O livro é um mergulho na vida de Alma, e é pelo olhar dela que nos movimentamos, percebemos o mundo e somos sugados pela história. A protagonista vai relembrando fatos de sua vida, que é, em grande parte, composta por muitas dores e perdas. Mas engana-se quem achar que o livro faz o gênero “pobrezinha de mim”, pelo contrário: a protagonista sabe rir de si mesma e tem consciência dos seus erros e suas consequências, tudo isso envolvido num humor inteligente e irresistível.
O livro tem uma linguagem despreocupada, mas não é, em nenhum momento, descuidado. A obra de Fal Azevedo permite refletir sobre a vida e, principalmente, sobre a morte. E a morte, mais que uma presença, é quase protagonista, mas, como já mencionei acima, isso não quer dizer que a vida de Alma seja só lamentos: é uma vida comum, com altos e baixos, como a de todo mundo. Poderia ser essa a narrativa da vida de qualquer um: a tristeza que Alma expõe ao leitor não é intimidante, porque é a nossa prostração do dia a dia, aquela inevitável. A narrativa segue serena, pulverizada de frases reflexivas, delicada e extrovertida, sem grandes sobressaltos, apenas como a vida deveria ser apreciada com delicadezas e contemplações de quem quer seguir tranquila na busca de sua felicidade pessoal.
Não há uma ordem cronológica na narrativa, a trama é fracionada, e não apenas salta de um tempo a outro, mas também de um estado a outro. Fal afronta o senso comum, denuncia as inquietações resultantes das batalhas que todos nós enfrentamos no dia a dia. A sua escrita reproduz a realidade dos que moram nas grandes metrópoles: pessoas com respiração curta, afobadas, que sempre têm pressa. E não tem isso de ver o desagradável sem se importar. Vê-se o que desagrada, o que aborrece, o que não é (nada) bonito. Vê-se o choro, as vontades, as alegrias, as estranhezas e as dúvidas. Vê-se a vida, enfim, com os minúsculos assassinatos que todos nós cometemos todos os dias.
Densa, bem humorada, inquietante e sombria, sem que isso signifique depressiva, a narrativa de Fal Azevedo é a voz da valorização sensível e crítica do mundo, e uma consciência delicada e profunda a respeito da condição humana, constantemente a mercê da paixão. Não fosse o talento de Fal Azevedo, com seu humor imbatível, o livro traria na certa o aroma da angústia.

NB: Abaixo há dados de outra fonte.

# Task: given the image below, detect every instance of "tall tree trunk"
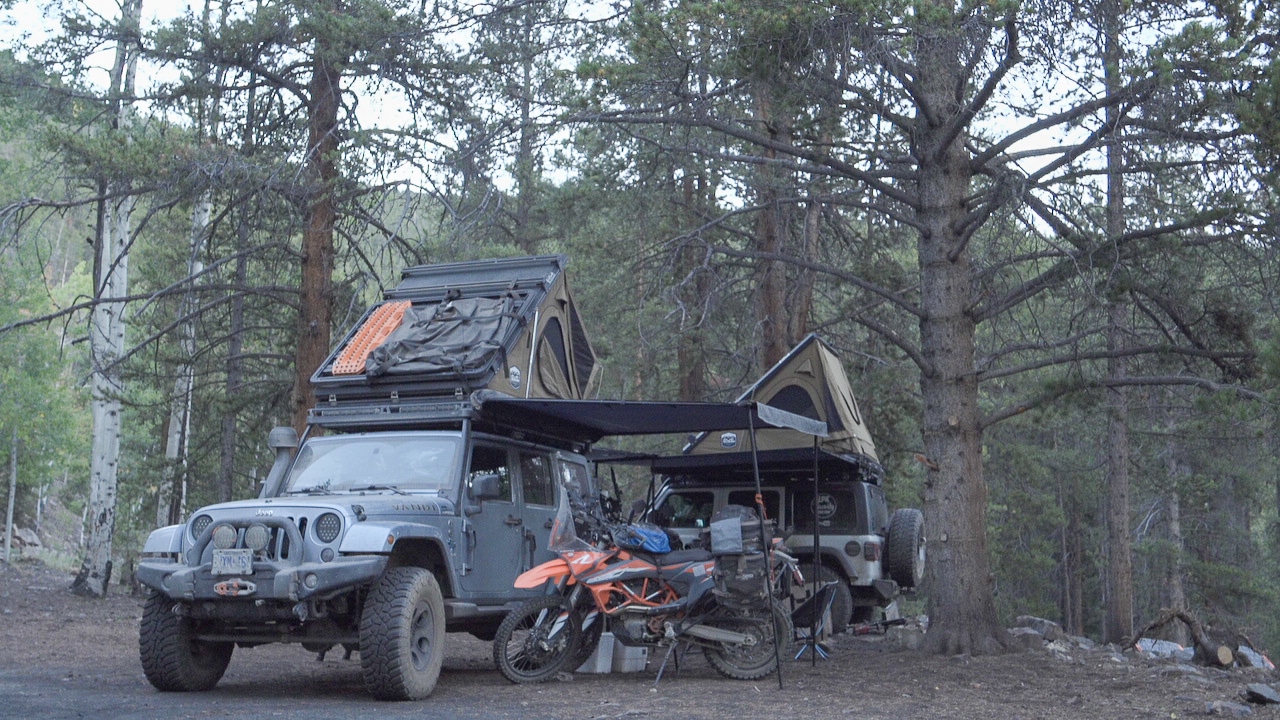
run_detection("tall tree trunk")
[293,40,343,433]
[1102,0,1133,642]
[156,212,204,527]
[676,168,710,402]
[755,89,791,372]
[914,14,1011,655]
[72,0,142,597]
[787,189,823,347]
[218,214,248,502]
[4,427,15,565]
[512,5,538,255]
[218,0,253,502]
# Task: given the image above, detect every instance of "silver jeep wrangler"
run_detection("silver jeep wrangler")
[644,448,925,628]
[137,420,591,700]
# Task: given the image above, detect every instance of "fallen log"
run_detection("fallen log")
[1126,609,1235,667]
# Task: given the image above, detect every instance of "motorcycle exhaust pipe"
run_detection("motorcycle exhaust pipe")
[684,625,755,646]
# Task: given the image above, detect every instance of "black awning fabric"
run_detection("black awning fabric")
[472,391,827,443]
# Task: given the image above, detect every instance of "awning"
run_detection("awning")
[471,389,827,443]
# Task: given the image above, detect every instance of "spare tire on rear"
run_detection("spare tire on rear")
[884,507,924,588]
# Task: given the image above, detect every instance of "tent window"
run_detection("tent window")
[541,318,573,379]
[568,302,595,392]
[768,386,822,420]
[520,451,556,506]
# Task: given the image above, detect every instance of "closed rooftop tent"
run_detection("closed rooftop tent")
[311,255,599,405]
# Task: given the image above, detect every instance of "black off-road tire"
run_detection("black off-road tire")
[884,507,924,588]
[360,568,444,700]
[138,593,236,692]
[703,602,795,680]
[791,562,854,633]
[493,594,585,685]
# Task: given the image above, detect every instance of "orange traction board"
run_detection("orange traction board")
[333,300,412,375]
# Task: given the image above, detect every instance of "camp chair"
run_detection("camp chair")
[791,582,836,660]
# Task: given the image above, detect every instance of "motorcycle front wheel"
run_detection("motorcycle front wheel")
[493,596,582,684]
[703,602,794,680]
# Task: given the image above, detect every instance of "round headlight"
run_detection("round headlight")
[191,515,214,538]
[244,523,271,552]
[214,524,239,550]
[316,512,342,542]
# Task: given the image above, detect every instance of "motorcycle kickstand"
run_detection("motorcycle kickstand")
[653,641,692,687]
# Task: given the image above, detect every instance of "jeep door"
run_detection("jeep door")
[462,443,565,591]
[461,443,525,597]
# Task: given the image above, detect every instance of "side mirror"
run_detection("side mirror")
[257,427,298,497]
[462,475,502,515]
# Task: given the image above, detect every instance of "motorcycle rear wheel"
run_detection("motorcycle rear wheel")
[493,596,582,684]
[703,602,794,680]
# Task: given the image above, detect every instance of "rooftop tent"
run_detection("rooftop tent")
[685,334,878,460]
[311,255,599,402]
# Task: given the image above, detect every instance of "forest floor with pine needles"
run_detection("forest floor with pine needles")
[0,561,1280,720]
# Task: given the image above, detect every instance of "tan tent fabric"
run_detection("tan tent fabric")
[685,334,879,461]
[312,255,599,401]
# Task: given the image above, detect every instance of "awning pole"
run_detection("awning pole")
[746,402,782,691]
[809,427,819,667]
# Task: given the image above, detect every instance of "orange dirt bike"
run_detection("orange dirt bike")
[493,493,803,683]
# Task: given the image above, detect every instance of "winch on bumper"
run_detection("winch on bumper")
[137,518,388,602]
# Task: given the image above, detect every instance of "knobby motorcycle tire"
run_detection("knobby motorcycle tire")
[493,596,582,684]
[703,602,795,680]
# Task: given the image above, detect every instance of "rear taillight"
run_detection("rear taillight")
[863,542,879,562]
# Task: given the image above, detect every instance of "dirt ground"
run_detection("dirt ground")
[0,562,1280,720]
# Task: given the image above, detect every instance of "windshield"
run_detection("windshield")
[548,462,604,552]
[284,433,462,496]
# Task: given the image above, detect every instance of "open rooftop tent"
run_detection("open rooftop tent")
[685,334,877,460]
[311,255,600,404]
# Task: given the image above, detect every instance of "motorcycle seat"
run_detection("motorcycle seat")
[658,547,712,565]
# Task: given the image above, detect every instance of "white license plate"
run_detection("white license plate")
[211,547,253,575]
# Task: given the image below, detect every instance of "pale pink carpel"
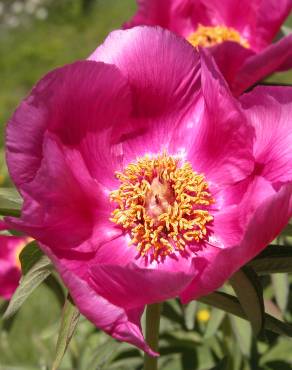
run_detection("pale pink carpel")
[6,26,292,355]
[124,0,292,95]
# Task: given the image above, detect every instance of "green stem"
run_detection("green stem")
[144,303,161,370]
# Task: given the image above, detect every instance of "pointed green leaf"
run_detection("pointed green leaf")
[204,357,228,370]
[198,292,292,337]
[230,267,265,335]
[52,297,80,370]
[0,188,22,216]
[248,245,292,274]
[19,240,44,275]
[204,308,226,339]
[184,301,198,330]
[3,256,52,319]
[272,274,289,313]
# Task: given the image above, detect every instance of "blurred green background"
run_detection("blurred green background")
[0,0,292,370]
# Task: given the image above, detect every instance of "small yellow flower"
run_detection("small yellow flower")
[197,309,211,322]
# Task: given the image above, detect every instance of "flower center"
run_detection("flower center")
[187,24,249,48]
[110,153,214,260]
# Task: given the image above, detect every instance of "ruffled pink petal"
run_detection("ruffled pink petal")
[123,0,212,37]
[208,41,255,90]
[42,245,157,356]
[90,236,204,309]
[0,220,7,231]
[6,136,120,252]
[251,0,292,50]
[0,236,28,299]
[7,61,131,186]
[231,35,292,95]
[90,27,204,165]
[89,27,200,121]
[181,177,292,303]
[185,50,254,186]
[240,87,292,183]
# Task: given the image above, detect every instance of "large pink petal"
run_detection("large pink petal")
[89,27,200,124]
[240,87,292,183]
[7,61,131,186]
[209,41,255,90]
[42,245,157,356]
[251,0,292,50]
[91,237,204,309]
[6,136,120,251]
[181,177,292,303]
[186,50,254,185]
[231,35,292,95]
[90,27,200,165]
[124,0,212,37]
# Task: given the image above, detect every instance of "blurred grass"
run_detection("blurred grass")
[0,0,135,146]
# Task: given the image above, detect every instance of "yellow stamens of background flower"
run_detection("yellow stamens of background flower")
[187,24,249,48]
[197,309,211,322]
[110,153,214,260]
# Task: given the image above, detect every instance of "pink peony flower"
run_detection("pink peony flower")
[6,27,292,355]
[0,221,29,299]
[124,0,292,95]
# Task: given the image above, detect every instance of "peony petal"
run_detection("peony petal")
[231,35,292,95]
[208,41,255,90]
[90,237,204,309]
[90,27,205,165]
[41,245,157,356]
[0,236,28,299]
[251,0,292,50]
[124,0,212,37]
[181,177,292,303]
[240,87,292,183]
[186,50,254,185]
[89,27,200,125]
[6,135,120,252]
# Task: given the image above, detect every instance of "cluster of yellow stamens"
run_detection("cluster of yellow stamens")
[187,24,249,48]
[110,153,214,260]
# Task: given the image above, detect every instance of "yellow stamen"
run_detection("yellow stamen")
[187,24,250,48]
[110,153,214,260]
[197,309,211,322]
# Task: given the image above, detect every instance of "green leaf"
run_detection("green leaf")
[248,245,292,274]
[0,188,22,216]
[160,330,202,349]
[3,256,52,319]
[19,240,44,275]
[272,274,289,313]
[230,267,265,335]
[52,297,80,370]
[204,308,226,339]
[198,292,292,337]
[229,315,252,357]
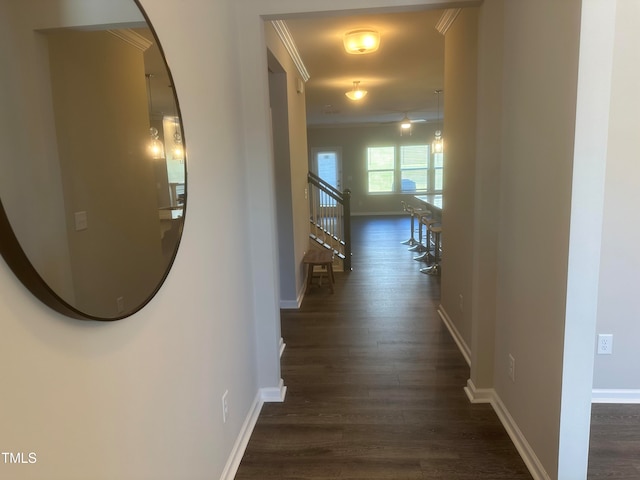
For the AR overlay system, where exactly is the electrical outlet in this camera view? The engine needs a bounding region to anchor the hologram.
[222,390,229,423]
[508,354,516,382]
[598,333,613,355]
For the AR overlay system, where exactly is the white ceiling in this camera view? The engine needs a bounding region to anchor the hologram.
[285,10,444,126]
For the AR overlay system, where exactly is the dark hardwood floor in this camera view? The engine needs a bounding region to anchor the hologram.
[235,217,640,480]
[587,404,640,480]
[236,217,531,480]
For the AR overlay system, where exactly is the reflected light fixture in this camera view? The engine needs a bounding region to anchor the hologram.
[173,117,184,160]
[345,82,367,101]
[145,73,164,160]
[431,90,444,153]
[400,113,411,137]
[343,28,380,55]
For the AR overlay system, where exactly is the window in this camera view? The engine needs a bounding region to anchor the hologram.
[367,145,444,193]
[367,147,396,193]
[400,145,429,192]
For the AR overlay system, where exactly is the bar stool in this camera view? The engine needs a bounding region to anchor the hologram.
[302,249,335,293]
[400,200,422,247]
[413,215,439,263]
[420,224,442,275]
[408,210,432,253]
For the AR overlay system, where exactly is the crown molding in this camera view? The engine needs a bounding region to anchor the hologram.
[271,20,311,82]
[107,28,153,52]
[436,8,462,35]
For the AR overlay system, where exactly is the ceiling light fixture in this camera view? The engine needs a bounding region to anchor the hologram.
[400,114,411,137]
[145,73,164,160]
[431,90,444,153]
[345,82,367,101]
[343,28,380,55]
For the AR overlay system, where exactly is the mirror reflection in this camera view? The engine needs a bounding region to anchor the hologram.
[0,0,186,320]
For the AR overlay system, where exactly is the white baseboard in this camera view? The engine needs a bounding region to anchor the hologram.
[464,379,551,480]
[351,210,407,217]
[464,379,496,403]
[220,378,287,480]
[591,388,640,403]
[260,379,287,403]
[220,392,263,480]
[438,305,471,366]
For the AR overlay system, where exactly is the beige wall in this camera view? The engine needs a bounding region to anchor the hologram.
[0,0,633,480]
[265,22,309,307]
[494,0,580,478]
[0,2,74,303]
[441,9,478,352]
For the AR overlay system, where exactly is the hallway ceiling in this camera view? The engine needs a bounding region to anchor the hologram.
[286,10,444,126]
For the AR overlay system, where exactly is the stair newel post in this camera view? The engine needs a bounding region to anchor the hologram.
[343,188,351,272]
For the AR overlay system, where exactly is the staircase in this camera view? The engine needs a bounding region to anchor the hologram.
[308,172,351,271]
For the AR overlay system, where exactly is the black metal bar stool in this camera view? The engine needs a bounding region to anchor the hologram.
[400,200,422,247]
[420,224,442,275]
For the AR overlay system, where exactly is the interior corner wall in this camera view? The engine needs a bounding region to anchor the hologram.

MINÚSCULOS ASSASSINATOS E ALGUNS COPOS DE LEITE é um livro emocionante e envolvente. Seu ritmo é perfeito, há capítulos encantadores, bem escritos e bem pensados, que nos pegam pela mão e levam a uma história sobre uma dor gigantesca, e aos limites dessa dor e a superação, até onde isso é possível.
Ficamos em estado de profunda reflexão ao término da leitura. Parece mentira, mas não é difícil encontrar quem coloque a literatura nacional na estante das coisas dignas de aplausos.